Старуха была сделана крепко, на совесть, и не ее скульптора вина, что со временем покрылось его творение мелкими трещинками — просто обветшало, устарело наружное покрытие, сморщилась кожа. Зато внутри она оставалась мраморной твердости, все-таки в ее очень русскую кровь была крепко вбита татарская, причем по женской линии, что испокон веков выявляло в людях стойкость перед обстоятельствами. Это именно старая бабка Агиля, совсем уже слепая, сжираемая болезнью, впервые дотронувшись до сопящей, теплой ото сна внучки, велела назвать ту Лелой, “ночью”, в попытке отпугнуть, наверное, свою приближающуюся ночь — вечную.

Она как будто всегда была одинаково благородно старой, с самого первого Гешиного воспоминания, а тут очевидно стало, что сдала. Лела-ночь еще уменьшилась в росте, ссохлась, пообтерлась, веки обмякли, тонкий рот закрывался неплотно, дрожал. Накрывала Лела медленно, путанно, поставила в центр стола будильник, а потом смотрела на него, не мигая, забыв, зачем он ей тут понадобился. Геша здоровая, молодая, обнимая ладонями кружку с горячим чаем, щедро сдобренным коньяком, смотрела внимательно, а потом спросила:

— Лела, а где все ваши? Ну, родственники… вроде дочка у вас была?
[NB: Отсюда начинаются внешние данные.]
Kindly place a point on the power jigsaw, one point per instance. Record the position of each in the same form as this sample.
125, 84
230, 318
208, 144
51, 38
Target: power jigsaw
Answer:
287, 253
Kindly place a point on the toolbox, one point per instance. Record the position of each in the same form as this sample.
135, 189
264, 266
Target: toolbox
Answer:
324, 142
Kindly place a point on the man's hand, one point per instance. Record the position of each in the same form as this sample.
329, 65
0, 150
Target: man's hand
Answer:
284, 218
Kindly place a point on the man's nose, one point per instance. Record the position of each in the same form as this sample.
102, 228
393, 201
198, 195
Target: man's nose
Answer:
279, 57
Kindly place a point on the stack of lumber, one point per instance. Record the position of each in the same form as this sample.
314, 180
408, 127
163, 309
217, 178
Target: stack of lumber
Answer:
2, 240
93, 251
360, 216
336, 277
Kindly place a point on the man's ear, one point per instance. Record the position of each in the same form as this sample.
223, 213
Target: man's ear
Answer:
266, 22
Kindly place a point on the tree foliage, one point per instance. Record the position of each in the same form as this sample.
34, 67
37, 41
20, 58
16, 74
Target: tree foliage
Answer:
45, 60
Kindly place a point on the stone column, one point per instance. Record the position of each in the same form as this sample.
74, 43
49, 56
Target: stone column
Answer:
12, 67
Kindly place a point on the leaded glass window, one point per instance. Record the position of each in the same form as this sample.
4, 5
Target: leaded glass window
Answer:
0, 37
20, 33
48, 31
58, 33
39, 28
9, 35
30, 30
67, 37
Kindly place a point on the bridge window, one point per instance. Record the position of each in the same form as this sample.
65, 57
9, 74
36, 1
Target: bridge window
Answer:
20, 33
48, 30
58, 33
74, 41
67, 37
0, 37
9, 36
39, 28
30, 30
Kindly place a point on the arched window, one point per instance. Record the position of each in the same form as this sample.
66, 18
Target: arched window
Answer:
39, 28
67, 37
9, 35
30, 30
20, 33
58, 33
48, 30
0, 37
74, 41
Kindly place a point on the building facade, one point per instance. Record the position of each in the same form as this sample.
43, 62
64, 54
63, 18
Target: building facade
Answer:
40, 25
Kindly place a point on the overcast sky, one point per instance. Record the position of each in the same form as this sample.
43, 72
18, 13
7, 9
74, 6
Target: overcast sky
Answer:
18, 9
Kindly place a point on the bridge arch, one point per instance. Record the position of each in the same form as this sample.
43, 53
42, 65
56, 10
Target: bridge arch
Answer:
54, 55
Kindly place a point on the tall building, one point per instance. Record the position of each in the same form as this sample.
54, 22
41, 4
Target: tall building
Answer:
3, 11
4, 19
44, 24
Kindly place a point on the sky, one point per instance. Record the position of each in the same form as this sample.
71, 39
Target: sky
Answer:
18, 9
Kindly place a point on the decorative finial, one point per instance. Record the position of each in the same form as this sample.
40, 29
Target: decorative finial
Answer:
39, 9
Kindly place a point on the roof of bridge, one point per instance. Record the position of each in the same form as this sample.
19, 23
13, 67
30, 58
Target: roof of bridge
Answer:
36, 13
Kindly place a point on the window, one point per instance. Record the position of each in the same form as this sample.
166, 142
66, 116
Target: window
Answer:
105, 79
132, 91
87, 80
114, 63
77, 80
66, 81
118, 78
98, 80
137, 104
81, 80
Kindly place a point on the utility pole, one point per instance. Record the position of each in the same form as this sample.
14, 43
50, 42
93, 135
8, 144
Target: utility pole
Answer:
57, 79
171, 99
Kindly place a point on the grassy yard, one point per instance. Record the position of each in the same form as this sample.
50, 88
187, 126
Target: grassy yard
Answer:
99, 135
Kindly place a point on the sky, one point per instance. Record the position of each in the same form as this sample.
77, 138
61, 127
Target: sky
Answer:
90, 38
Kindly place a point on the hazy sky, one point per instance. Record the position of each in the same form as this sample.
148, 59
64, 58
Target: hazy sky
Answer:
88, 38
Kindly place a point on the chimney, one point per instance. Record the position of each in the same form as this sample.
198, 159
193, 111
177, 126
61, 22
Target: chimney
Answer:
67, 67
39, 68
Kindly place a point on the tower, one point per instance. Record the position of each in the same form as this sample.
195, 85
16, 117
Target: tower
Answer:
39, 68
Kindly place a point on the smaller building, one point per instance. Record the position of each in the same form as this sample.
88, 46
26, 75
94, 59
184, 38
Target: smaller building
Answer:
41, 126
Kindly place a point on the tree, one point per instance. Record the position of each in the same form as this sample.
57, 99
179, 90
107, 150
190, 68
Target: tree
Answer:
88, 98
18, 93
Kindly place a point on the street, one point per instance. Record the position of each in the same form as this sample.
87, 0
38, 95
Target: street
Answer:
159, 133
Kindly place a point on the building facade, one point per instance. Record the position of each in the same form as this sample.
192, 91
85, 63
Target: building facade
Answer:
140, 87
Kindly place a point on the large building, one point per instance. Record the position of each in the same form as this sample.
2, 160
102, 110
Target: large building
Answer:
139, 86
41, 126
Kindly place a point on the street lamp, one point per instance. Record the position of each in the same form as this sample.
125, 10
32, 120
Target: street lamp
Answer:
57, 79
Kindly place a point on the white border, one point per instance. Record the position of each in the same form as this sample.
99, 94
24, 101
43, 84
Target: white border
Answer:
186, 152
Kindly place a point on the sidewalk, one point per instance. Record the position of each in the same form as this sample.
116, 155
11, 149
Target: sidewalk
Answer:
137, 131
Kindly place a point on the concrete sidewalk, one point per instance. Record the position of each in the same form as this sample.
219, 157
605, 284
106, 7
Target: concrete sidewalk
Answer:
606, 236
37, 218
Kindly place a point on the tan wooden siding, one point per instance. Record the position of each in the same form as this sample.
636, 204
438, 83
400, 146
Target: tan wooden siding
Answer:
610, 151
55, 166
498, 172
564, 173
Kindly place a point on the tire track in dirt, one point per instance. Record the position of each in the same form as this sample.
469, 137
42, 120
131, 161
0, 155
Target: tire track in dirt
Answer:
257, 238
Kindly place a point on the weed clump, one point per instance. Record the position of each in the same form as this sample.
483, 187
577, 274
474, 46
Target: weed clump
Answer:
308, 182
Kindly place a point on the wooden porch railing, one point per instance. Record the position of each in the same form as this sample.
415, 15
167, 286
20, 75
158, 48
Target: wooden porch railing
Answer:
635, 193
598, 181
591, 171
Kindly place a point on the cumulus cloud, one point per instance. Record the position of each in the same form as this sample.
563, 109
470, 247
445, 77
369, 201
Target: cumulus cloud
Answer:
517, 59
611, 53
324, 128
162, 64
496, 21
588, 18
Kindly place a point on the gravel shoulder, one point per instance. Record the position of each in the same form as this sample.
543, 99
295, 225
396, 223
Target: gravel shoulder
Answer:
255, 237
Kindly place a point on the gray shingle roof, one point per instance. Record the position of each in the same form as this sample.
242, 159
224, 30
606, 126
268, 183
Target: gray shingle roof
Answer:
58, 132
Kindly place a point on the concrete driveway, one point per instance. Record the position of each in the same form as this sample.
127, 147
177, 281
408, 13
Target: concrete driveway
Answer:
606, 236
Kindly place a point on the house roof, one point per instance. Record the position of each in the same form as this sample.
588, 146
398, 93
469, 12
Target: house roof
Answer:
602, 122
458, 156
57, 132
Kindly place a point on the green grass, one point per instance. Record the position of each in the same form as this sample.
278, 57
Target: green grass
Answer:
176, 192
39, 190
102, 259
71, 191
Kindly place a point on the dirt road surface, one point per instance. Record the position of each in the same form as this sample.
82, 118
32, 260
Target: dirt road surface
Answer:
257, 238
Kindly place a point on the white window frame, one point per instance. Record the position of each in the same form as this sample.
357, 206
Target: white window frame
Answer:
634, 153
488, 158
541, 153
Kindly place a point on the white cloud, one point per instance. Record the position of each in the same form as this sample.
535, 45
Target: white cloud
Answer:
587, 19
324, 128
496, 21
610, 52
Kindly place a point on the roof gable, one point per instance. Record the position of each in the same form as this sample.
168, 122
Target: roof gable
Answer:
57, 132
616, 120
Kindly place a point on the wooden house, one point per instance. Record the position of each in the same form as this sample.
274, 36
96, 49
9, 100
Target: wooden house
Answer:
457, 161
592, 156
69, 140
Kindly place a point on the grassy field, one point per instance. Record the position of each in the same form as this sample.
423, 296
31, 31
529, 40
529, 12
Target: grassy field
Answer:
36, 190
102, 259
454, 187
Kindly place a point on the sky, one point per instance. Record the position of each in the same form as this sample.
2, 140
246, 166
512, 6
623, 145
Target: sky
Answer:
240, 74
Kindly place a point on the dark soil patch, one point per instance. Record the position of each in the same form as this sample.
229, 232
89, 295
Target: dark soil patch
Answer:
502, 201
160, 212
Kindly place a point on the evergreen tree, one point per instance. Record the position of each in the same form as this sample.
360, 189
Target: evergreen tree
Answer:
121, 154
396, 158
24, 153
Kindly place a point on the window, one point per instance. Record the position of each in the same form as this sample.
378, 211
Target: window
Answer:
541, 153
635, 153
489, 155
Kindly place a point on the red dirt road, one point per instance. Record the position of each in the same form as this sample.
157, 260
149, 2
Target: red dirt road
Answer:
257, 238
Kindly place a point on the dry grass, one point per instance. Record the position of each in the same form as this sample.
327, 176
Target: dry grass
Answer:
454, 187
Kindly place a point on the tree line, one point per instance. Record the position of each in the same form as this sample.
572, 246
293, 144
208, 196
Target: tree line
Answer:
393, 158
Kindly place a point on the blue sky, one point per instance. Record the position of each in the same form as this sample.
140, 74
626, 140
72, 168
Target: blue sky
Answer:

Лела откашлялась, подбоченилась и повела свой рассказ путаным, перемеженным вздохами, щелчками артритных пальцев путем. История была скучная, на века постарее старухи Лелы, но Геша слушала внимательно, так как с первых слов уже уловила что-то знакомое, неуловимое, глубоко впитавшееся. Запах тыквы.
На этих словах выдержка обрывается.